BERLIN (Reuters) - German industrial output dipped unexpectedly in August for the third time in as many months, data showed on Monday, suggesting Europe’s largest economy lost steam in the third quarter.
Data from the Economy Ministry showed industrial output fell 0.3 percent in August, confounding a Reuters forecast for a rise of 0.4 percent. It followed a fall of 1.3 percent in July, itself a downward revision of an earlier, stronger number.
Jennifer McKeown, economist at Capital Economics, said the weak reading, combined with a recent downturn in retail sales, indicated the economy had not sustained its strong start to the year.
“August’s 0.3 percent fall in German industrial production is much weaker than expected and suggests that the economy is very unlikely to match the second quarter’s 0.5 percent expansion in the third quarter,” she said.
Economists are taking an increasingly pessimistic view of the German economy, with the top German institutes last month revising down their 2018 growth forecast and warning that an escalation of trade friction involving the United States could cause a major recession in Germany and Europe.

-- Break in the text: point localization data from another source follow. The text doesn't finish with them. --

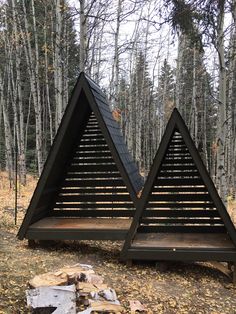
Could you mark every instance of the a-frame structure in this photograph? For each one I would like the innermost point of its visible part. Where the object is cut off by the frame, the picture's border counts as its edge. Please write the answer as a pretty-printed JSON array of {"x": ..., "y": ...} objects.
[
  {"x": 180, "y": 215},
  {"x": 89, "y": 182}
]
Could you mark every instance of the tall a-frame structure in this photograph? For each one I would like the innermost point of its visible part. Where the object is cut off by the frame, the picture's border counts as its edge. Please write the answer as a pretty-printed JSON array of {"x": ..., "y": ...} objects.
[
  {"x": 180, "y": 215},
  {"x": 89, "y": 183}
]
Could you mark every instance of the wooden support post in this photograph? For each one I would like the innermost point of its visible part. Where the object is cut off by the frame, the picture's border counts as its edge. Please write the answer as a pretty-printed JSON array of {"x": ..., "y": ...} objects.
[
  {"x": 31, "y": 243},
  {"x": 234, "y": 274},
  {"x": 129, "y": 262}
]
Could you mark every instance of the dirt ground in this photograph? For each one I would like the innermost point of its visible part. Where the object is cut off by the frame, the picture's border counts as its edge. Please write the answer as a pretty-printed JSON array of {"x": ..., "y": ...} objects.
[{"x": 181, "y": 288}]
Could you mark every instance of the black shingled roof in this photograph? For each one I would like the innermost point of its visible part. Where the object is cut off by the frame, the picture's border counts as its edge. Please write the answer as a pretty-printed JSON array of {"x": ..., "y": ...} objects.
[{"x": 86, "y": 96}]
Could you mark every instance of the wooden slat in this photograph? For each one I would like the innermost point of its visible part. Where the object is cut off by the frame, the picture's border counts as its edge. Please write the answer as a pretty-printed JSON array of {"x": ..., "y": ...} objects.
[
  {"x": 95, "y": 175},
  {"x": 172, "y": 174},
  {"x": 182, "y": 221},
  {"x": 91, "y": 183},
  {"x": 177, "y": 150},
  {"x": 177, "y": 154},
  {"x": 81, "y": 154},
  {"x": 179, "y": 189},
  {"x": 93, "y": 190},
  {"x": 189, "y": 167},
  {"x": 93, "y": 198},
  {"x": 94, "y": 205},
  {"x": 90, "y": 135},
  {"x": 91, "y": 142},
  {"x": 176, "y": 182},
  {"x": 97, "y": 148},
  {"x": 97, "y": 160},
  {"x": 180, "y": 197},
  {"x": 93, "y": 213},
  {"x": 187, "y": 229},
  {"x": 180, "y": 205},
  {"x": 181, "y": 213},
  {"x": 177, "y": 160},
  {"x": 96, "y": 167}
]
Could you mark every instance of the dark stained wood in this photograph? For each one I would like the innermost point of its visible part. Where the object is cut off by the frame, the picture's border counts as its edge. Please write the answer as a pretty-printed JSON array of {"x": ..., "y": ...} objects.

A source has also told Reuters that the government will revise down its growth forecasts for this year and next. The government is expected to announce its updated growth projections on Thursday.

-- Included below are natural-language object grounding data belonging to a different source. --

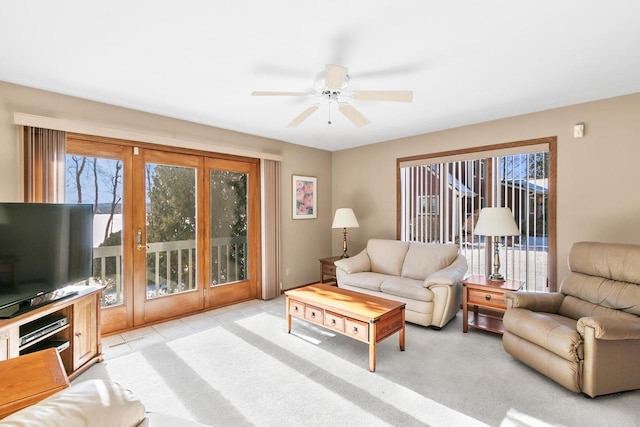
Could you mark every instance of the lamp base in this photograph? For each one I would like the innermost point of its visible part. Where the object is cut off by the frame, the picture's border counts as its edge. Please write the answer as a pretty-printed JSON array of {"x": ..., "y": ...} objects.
[{"x": 344, "y": 244}]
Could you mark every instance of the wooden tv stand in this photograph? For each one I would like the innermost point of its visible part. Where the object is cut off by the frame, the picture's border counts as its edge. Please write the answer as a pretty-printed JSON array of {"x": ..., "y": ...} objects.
[{"x": 81, "y": 332}]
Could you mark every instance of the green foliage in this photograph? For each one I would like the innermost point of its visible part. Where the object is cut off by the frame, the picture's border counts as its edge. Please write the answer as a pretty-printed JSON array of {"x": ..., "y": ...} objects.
[
  {"x": 172, "y": 196},
  {"x": 228, "y": 218}
]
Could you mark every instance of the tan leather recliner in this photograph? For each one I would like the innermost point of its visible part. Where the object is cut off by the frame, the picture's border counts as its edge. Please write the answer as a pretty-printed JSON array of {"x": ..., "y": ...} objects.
[{"x": 586, "y": 337}]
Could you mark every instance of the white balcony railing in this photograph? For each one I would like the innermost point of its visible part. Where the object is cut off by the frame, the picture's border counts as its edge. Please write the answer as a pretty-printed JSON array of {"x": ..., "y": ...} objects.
[{"x": 228, "y": 264}]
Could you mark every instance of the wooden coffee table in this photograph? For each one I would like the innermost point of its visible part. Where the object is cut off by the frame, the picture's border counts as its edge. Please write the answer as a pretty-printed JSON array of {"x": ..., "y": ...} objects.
[{"x": 360, "y": 316}]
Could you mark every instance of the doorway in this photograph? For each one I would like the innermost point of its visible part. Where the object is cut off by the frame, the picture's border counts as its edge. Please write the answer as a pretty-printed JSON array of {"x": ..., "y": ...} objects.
[{"x": 174, "y": 232}]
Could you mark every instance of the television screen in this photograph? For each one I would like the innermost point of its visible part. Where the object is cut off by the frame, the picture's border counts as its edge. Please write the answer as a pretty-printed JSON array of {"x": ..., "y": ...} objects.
[{"x": 43, "y": 248}]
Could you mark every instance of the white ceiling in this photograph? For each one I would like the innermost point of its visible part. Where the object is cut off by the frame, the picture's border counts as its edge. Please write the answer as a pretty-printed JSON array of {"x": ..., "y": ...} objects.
[{"x": 466, "y": 61}]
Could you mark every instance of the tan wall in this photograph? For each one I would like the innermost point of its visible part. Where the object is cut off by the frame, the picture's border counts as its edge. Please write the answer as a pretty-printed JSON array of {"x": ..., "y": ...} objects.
[
  {"x": 303, "y": 241},
  {"x": 598, "y": 186}
]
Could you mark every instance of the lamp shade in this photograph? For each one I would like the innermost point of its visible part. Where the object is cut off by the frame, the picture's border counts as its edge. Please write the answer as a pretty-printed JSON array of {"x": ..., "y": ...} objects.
[
  {"x": 345, "y": 218},
  {"x": 496, "y": 222}
]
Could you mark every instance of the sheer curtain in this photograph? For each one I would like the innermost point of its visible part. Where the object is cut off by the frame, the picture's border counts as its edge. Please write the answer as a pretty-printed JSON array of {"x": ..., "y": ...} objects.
[
  {"x": 44, "y": 154},
  {"x": 270, "y": 229}
]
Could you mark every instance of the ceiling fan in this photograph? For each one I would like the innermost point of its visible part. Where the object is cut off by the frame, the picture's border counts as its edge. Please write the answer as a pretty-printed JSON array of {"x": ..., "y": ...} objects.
[{"x": 331, "y": 84}]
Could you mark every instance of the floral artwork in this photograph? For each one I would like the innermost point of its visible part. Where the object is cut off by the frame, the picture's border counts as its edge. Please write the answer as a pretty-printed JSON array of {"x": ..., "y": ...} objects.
[{"x": 305, "y": 195}]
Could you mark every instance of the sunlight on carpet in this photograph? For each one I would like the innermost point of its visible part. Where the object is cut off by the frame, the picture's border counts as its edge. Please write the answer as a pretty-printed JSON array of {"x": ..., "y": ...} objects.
[{"x": 404, "y": 399}]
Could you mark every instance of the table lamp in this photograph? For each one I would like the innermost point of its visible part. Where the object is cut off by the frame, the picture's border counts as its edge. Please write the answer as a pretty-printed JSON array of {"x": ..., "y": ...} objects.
[
  {"x": 496, "y": 222},
  {"x": 345, "y": 218}
]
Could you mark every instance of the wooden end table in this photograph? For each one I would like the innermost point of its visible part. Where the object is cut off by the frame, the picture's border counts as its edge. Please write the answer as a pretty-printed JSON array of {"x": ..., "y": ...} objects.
[
  {"x": 30, "y": 378},
  {"x": 480, "y": 292},
  {"x": 327, "y": 268},
  {"x": 359, "y": 316}
]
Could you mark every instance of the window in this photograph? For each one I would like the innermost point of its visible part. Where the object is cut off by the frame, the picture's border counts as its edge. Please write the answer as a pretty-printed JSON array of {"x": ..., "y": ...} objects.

A breakdown of the output data showed construction activity tumbled by 1.8 percent while factories churned out 0.7 percent fewer capital goods. But output of consumer goods and energy were bright spots.
The ministry said one reason for the weaker data was slower production in the auto sector related to difficulties adjusting to a new pollution standard - the Worldwide Harmonised Light Vehicle Test Procedure (WLTP).
“With a large order backlog and incoming orders picking up again, the industrial upturn will probably continue again soon, especially as the bottleneck for the registration of cars according to the WLTP standard is gradually clearing,” it said.
In the less volatile two-month comparison comparing July/August with May/June, production tumbled by 1.8 percent.
“The slowdown of the German industry continues,” ING economist Carsten Brzeski said, adding the sector had undergone a deflationary phase in the first eight months of the year.
But he added that it was too early to lose hope, adding: “Too often has there been a surge in industrial (and economic) activity in Germany after the summer vacation.”
Data on Friday had shown industrial orders rebounding in August as an auto sector bottleneck cleared and deals with customers outside Europe picked up sharply.
Other recent data has shown growth in the manufacturing sector slowing and the Ifo institute’s monthly survey showed business sentiment improved in all sectors other than manufacturing.